You’d think all of the above (which A.S.P.I.R.E. has been patiently explaining since 2000) plus the fact that abortions performed by medical professionals can be safer than childbirth, would make safe access an obvious healthcare issue to be urgently addressed by our government. Alas, this is the land of the Concordat; the land which, legend has it, bears a name bestowed upon it by a devout coloniser. It wasn’t so long ago that our national awards paid homage to this.

So, naturally, this is also the land where, when asked what the government could do to address this issue, a former health minister expressed concern while also declaring abortions to be a “moral decision“. The implications of this are quite clear as it relates to stigma (if an abortion is an immoral act, what does that make an individual who chooses to have one/assists a patient to have one safely?).

It also clarifies successive governments’ willingness (or lack thereof) to wade into a very politically contentious matter and brings us full circle back to the shenanigans going on in Texas. Unlike T&T, the US has an established Supreme Court decision confirming that abortion access is a constitutional right. This hasn’t stopped “pro-lifers” (AKA “forced birthers”) from spending decades looking for a loophole, though, and it looks like they may have finally found one that works.

This time around, instead of the State directly attempting to block access (which, again, would be unconstitutional), the legislation simply deputises individual “pro-lifers” to police the actions of fellow citizens by suing healthcare providers who provide the procedure.

Evil villain twirling his moustache gif.
Nice one, guys. (via giphy.com)

The clever thing about this is that no one is actually required to sue a clinic for the law to be effective immediately. In a society as litigious as the US, the threat of a draining and expensive lawsuit is often enough to police behaviour, at least, among those who don’t have armies of lawyers and the required spare cash at their disposal. The fact that the new abortion police are likely to win (given the restrictive terms set out in the legislation) only makes it worse.

The especially diabolical thing about it is how, by placing enforcement in the hands of private citizens, the State shields itself from being sued. Where an outright ban would immediately result in a lawsuit against the State for violating the constitution, this law can seemingly only be challenged once a citizen sues a healthcare provider, which again is a very daunting process for a single organisation to undertake.

So it looks like the “pro-lifers” won this round in Texas. They’re certainly ‘winning’ here in T&T, where there is zero political will to even glance at the topic of abortion access, particularly given everything else going on right now.

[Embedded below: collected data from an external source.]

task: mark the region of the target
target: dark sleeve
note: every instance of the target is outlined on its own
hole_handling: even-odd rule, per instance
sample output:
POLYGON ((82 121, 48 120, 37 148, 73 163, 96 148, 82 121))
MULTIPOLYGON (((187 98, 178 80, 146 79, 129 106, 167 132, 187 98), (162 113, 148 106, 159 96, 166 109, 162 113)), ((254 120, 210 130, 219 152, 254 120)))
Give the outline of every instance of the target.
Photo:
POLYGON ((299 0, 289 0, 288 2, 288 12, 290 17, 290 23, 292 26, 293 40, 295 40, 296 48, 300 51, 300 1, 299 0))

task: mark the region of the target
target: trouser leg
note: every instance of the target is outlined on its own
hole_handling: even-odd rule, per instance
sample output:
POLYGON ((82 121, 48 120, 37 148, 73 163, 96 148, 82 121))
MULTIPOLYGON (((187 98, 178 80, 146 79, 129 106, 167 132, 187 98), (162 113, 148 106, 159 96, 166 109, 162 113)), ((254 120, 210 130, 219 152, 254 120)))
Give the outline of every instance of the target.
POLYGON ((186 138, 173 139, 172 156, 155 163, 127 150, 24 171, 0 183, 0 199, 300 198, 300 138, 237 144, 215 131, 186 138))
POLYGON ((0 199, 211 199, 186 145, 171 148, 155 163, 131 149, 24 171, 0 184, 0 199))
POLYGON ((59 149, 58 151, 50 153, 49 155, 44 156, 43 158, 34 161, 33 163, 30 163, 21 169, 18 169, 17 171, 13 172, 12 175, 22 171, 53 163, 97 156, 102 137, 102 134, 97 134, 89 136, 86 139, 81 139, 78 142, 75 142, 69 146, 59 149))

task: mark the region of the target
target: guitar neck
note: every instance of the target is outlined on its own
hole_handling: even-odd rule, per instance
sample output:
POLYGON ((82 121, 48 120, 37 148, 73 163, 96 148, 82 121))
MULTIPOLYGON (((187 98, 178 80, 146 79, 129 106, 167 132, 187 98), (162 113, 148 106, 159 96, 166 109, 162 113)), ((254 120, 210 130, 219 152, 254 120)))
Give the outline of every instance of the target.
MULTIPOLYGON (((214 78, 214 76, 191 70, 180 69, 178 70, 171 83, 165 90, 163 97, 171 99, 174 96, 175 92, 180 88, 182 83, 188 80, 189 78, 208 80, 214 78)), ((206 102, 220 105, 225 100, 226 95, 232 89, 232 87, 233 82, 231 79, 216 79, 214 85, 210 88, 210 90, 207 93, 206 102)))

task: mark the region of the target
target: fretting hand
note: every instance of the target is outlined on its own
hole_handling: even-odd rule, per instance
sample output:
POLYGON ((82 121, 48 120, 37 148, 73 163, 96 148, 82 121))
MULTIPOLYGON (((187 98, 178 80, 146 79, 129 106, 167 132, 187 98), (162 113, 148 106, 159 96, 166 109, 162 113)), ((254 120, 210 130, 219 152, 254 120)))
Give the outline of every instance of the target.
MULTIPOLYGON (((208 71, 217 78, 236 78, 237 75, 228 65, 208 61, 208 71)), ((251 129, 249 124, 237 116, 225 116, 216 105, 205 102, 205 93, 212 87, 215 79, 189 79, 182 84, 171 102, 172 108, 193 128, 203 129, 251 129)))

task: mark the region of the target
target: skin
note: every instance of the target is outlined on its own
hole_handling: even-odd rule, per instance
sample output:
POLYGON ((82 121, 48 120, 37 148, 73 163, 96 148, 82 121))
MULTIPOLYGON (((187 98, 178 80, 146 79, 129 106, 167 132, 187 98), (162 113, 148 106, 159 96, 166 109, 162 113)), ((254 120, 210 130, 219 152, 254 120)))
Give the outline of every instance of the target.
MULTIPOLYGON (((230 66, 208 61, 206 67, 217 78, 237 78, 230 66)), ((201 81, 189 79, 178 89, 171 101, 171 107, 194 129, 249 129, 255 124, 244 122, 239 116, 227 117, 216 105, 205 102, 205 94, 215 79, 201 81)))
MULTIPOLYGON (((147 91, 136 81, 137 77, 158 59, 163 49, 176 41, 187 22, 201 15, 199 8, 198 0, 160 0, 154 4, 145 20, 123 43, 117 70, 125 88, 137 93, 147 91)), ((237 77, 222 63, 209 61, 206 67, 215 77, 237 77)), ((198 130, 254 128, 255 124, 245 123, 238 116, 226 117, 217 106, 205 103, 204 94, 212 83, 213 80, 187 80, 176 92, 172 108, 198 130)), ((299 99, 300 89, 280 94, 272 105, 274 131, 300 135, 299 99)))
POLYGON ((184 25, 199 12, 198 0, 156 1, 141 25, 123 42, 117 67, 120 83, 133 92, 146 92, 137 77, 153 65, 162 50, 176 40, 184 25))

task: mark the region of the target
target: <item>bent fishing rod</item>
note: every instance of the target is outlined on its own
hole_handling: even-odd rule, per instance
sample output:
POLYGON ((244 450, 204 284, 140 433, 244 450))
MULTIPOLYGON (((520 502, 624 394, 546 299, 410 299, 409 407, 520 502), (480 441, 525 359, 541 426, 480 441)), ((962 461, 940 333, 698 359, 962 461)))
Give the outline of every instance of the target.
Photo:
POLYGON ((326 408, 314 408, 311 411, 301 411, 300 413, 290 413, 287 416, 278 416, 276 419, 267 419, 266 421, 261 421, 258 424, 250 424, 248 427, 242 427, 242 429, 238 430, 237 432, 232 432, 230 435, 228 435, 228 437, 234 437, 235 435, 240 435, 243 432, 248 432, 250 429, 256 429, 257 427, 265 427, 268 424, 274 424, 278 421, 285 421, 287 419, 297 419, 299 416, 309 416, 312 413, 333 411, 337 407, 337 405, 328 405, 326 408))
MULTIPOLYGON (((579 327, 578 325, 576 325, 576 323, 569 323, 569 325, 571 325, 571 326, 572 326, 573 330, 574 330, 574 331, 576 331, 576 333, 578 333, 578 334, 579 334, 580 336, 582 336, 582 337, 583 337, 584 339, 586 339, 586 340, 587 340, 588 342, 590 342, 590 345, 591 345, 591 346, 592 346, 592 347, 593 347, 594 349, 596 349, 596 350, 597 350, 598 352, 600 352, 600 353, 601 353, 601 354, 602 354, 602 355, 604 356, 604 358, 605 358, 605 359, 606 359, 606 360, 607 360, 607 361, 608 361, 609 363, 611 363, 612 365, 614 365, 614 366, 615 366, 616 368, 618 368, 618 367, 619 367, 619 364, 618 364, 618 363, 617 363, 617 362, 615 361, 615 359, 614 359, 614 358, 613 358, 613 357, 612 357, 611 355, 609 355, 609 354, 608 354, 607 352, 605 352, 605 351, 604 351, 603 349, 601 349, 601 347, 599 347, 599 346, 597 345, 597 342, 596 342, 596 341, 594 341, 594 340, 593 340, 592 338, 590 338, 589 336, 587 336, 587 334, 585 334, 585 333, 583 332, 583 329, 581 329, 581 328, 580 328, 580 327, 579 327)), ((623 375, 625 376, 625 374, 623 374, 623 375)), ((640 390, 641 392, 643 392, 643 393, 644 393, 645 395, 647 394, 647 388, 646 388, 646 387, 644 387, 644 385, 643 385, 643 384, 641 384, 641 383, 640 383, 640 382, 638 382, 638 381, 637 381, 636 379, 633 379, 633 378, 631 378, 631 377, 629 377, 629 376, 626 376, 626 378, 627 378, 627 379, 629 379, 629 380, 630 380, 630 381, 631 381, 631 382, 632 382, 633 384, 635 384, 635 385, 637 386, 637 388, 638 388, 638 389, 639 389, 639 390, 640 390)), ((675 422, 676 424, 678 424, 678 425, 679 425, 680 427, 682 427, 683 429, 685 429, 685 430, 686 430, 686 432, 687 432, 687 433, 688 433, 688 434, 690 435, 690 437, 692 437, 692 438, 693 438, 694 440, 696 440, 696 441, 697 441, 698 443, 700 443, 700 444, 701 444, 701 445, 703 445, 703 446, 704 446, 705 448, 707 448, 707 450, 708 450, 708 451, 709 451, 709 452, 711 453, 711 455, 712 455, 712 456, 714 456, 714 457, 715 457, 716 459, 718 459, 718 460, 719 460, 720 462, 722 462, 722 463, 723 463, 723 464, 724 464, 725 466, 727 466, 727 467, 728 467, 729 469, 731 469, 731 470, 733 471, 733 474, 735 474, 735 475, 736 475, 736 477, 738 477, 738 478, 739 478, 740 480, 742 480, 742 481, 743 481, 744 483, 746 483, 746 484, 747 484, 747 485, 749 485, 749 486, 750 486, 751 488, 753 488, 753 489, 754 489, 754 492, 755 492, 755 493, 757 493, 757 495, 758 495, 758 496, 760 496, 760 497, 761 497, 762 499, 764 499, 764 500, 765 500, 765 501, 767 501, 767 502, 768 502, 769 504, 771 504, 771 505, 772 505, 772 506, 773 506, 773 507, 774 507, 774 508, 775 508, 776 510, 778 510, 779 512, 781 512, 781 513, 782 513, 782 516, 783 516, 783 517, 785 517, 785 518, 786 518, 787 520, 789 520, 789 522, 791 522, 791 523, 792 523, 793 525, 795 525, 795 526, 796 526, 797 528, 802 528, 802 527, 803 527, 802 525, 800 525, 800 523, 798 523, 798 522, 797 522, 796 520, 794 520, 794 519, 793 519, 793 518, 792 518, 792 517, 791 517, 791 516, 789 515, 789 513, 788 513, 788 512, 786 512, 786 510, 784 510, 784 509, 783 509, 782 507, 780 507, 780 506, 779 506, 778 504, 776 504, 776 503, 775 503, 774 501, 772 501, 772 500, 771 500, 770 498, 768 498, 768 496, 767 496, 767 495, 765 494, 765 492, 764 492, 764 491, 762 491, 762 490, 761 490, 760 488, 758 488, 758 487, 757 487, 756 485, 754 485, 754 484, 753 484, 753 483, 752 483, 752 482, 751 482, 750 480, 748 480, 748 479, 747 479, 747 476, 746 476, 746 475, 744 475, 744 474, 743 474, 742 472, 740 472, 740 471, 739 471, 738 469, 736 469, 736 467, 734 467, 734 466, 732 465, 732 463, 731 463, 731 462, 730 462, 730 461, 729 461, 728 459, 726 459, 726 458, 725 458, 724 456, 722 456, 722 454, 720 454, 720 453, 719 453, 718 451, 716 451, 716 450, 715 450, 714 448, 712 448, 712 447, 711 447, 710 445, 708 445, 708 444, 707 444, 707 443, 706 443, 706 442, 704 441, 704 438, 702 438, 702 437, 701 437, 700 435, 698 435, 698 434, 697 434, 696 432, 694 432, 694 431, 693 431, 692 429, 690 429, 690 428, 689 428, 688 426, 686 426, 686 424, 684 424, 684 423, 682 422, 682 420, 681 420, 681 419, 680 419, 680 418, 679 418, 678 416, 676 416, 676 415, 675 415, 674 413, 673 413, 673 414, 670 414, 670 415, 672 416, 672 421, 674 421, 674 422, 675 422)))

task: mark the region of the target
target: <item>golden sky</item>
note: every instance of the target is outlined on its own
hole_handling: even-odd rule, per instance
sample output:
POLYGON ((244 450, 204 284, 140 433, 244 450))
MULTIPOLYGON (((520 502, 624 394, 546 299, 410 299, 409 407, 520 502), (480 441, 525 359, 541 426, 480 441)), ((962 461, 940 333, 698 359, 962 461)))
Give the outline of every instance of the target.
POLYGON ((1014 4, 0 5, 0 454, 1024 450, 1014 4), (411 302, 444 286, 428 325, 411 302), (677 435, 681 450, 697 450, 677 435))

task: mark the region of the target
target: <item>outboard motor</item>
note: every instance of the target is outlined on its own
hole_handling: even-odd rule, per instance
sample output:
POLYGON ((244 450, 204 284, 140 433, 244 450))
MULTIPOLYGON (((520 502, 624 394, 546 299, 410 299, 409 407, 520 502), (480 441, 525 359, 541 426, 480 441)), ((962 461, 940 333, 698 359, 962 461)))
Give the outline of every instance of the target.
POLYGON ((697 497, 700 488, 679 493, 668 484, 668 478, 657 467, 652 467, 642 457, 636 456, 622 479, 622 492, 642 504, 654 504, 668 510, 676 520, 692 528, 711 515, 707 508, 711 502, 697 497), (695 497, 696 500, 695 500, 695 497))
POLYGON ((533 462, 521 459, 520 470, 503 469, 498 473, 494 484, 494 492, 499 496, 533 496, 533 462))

I wonder what exactly they’ve won, though.

In a country where my child is technically guaranteed free healthcare and education, but where the quality she receives is often directly linked to my ability to either benefit from a personal connection, pay, or make enough bacchanal to get her meaningful care and attention… a country where I’ve been told to my face that I have damaged her irreparably by choosing to raise her alone in a happy home (instead of a toxic one) but I am also expected to work as if she doesn’t exist… a country that only recently outlawed child marriage (over the objections of certain prominent religious figures) and consistently refuses to institute a national sex education curriculum in its schools I really wonder.

I wonder what we’re actually interested in protecting.